Before El Salvador became synonymous with gang violence, it was excellent coffee which made this small country famous - in its 1980s hay-day it accounted for 50% of the GDP. Whilst this industry has since experienced a small decline, it is still home to a number of large fincas and smaller co-operatives. Unfortunately most of the good stuff gets exported out of the country so try and join a tour to get a taste of the best the country has to offer!
Parades are a big deal all over Latin America - no celebration seems to be complete without a few brightly coloured costumes and a brass band marching down the street, but the Independence Day celebrations in El Salvador were second to none. Even in the pouring rain, the sense of community and overwhelming joy was palpable. For a glimpse through our lens, check this out.
#7 tortuga verde
A budget backpacker's idea of luxury often only extends to include showers not requiring flip-flops and free filtered water but at this little retreat in the small beach town of El Cuco you get that plus so much more! Reminiscent of some of the fancier holidays we took with parents when money was less of an object (because it wasn't ours!), Tortuga Verde provides the sort of luxury you'd expect from a fancy resort, but with a price and atmosphere for us scruffy travellers. (with free yoga thrown in to boot!)
No itinerary in El Salvador would be complete without a couple of days spent in this little gem.
As self-professed lovers of slow-travel, we are in the fortunate position that we can usually take as long as we need to really see and appreciate a new country, but we understand that not everyone is so lucky. So many countries could take years to properly cover, which is more time than even we have.

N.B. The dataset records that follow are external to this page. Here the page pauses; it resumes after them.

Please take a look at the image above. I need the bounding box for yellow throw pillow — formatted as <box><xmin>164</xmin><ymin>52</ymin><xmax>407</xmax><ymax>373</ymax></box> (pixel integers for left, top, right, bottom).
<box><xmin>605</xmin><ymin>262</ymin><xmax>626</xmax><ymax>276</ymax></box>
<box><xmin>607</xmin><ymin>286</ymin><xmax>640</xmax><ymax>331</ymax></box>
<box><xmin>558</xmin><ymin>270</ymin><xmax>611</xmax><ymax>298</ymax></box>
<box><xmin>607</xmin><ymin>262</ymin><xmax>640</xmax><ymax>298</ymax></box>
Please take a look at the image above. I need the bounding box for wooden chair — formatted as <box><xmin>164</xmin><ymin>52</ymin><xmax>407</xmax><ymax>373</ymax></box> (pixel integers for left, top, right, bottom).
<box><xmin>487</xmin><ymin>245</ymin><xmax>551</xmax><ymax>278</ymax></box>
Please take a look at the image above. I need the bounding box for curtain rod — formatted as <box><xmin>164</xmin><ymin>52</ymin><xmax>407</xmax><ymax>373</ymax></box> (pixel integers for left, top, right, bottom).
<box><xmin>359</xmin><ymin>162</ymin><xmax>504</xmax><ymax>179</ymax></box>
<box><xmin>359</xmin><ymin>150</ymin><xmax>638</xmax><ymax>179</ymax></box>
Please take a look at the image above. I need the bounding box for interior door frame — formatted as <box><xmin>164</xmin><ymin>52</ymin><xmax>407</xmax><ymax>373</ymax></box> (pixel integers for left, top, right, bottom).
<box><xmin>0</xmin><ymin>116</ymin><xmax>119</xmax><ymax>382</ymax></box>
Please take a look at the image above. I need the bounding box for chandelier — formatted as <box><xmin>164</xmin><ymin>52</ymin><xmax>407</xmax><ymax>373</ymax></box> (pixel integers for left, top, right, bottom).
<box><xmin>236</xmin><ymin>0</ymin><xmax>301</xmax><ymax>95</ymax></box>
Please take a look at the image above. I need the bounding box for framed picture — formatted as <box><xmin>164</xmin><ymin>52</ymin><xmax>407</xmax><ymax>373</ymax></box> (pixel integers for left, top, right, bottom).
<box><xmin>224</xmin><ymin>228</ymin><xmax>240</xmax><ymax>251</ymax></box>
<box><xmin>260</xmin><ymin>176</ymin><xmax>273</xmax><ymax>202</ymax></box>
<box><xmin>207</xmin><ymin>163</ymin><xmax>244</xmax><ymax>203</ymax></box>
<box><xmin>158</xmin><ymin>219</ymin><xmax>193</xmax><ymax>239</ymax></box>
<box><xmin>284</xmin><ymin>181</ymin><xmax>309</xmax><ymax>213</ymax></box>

For those with only a couple of weeks, El Salvador is a really great option. In only a handful of days even the most time-stressed backpacker can enjoy highland vistas, chase a few waves, glimpse into a country's past and sample city life without having to board a flight or take too epic a bus journey.
#9 everything costs $1
Want a bottle of water? That'll be $1. Bus journey to ummm, anywhere? A dollar. Three pupusas for dinner? You guessed it, $1. The price for a wandering gringo in El Salvador sometimes makes you feel like it is a 'Everything for $1' shop masquerading as a country.
#10 street art
As is true across the world, political conflict breeds artistic expression, and no less so here. Brightly coloured murals adorn the walls of almost every town we visited, silently pleading with following generations not to forget what went before and to remember the reasons for the struggles.